Reporting Gains and Losses from the Early Extinguishment of Debt
In April 2002, the FASB issued SFAS No. 145, Rescission of FASB Statements
No. 4, 44, and 64, Amendment of FASB Statement No. 13, and Technical
Corrections. This statement addresses how to report gains or losses resulting
from the early extinguishment of debt. Under current accounting rules, our
non-rate regulated entities report any gains or losses on early extinguishment
of debt as extraordinary items. When we adopt SFAS No. 145, we will be required
to evaluate whether the debt extinguishment is truly extraordinary in nature. If
we routinely extinguish debt early, the gain or loss will be included in income
from continuing operations. This statement will be effective for our 2003
year-end reporting.
Accounting for Costs Associated with Exit or Disposal Activities
In July 2002, the FASB issued SFAS No. 146, Accounting for Costs Associated
with Exit or Disposal Activities. This statement will require us to recognize
costs associated with exit or disposal activities when they are incurred rather
than when we commit to an exit or disposal plan. Examples of costs covered by
this guidance include lease termination costs, employee severance costs that are
associated with a restructuring, discontinued operations, plant closings or
other exit or disposal activities. The provisions of this statement are
effective for fiscal years beginning after December 31, 2002 and will impact any
exit or disposal activities initiated after January 1, 2003.
20
ITEM 2. MANAGEMENT'S DISCUSSION AND ANALYSIS OF FINANCIAL CONDITION AND RESULTS
OF OPERATIONS(1)
The information contained in Item 2 updates, and you should read it in
conjunction with, information disclosed in our Annual Report on Form 10-K filed
March 28, 2002, in addition to the financial statements and notes presented in
Item 1, Financial Statements, of this Quarterly Report on Form 10-Q.
RECENT DEVELOPMENTS
As a result of current circumstances surrounding the energy sector, the
creditworthiness of several industry participants has been called into question.

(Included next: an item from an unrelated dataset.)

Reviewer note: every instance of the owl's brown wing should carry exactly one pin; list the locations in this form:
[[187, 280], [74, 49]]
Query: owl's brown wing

We have taken actions to mitigate our exposure to these participants; however,
should several of these participants file for Chapter 11 bankruptcy protection
and contracts with our various subsidiaries are not assumed by other
counterparties, it could have a material adverse effect on our financial
position, operating results or cash flows.
RESULTS OF OPERATIONS
Our results of operations, along with the impact by segment of the
merger-related costs, asset impairments and other charges, are presented below.
Pro-forma amounts should not be used as a substitute for amounts reported under
generally accepted accounting principles. They are presented solely to improve
the understanding of the impact of the charges reported during the periods
presented. The results are as follows (in millions):
QUARTER ENDED JUNE 30,
---------------------------------------------------------------------
2002 2001
--------------------------------- ---------------------------------
REPORTED CHARGES(2) PRO-FORMA REPORTED CHARGES(2) PRO-FORMA
-------- ---------- --------- -------- ---------- ---------
Pipelines............................... $ 114 $ -- $ 114 $ (29) $ 152 $ 123
Production.............................. (78) 233 155 264 7 271
Merchant Energy......................... 26 -- 26 (39) 91 52
Field Services.......................... 27 (10) 17 19 5 24
----- ---- ------ ----- ------ ------
Segment EBIT.......................... 89 223 312 215 255 470
Corporate and other..................... (15) -- (15) (157) 165 8
----- ---- ------ ----- ------ ------
Consolidated EBIT..................... 74 223 297 58 420 478
----- ---- ------ ----- ------ ------
Non-affiliated interest and debt
expense............................... (113) -- (113) (112) -- (112)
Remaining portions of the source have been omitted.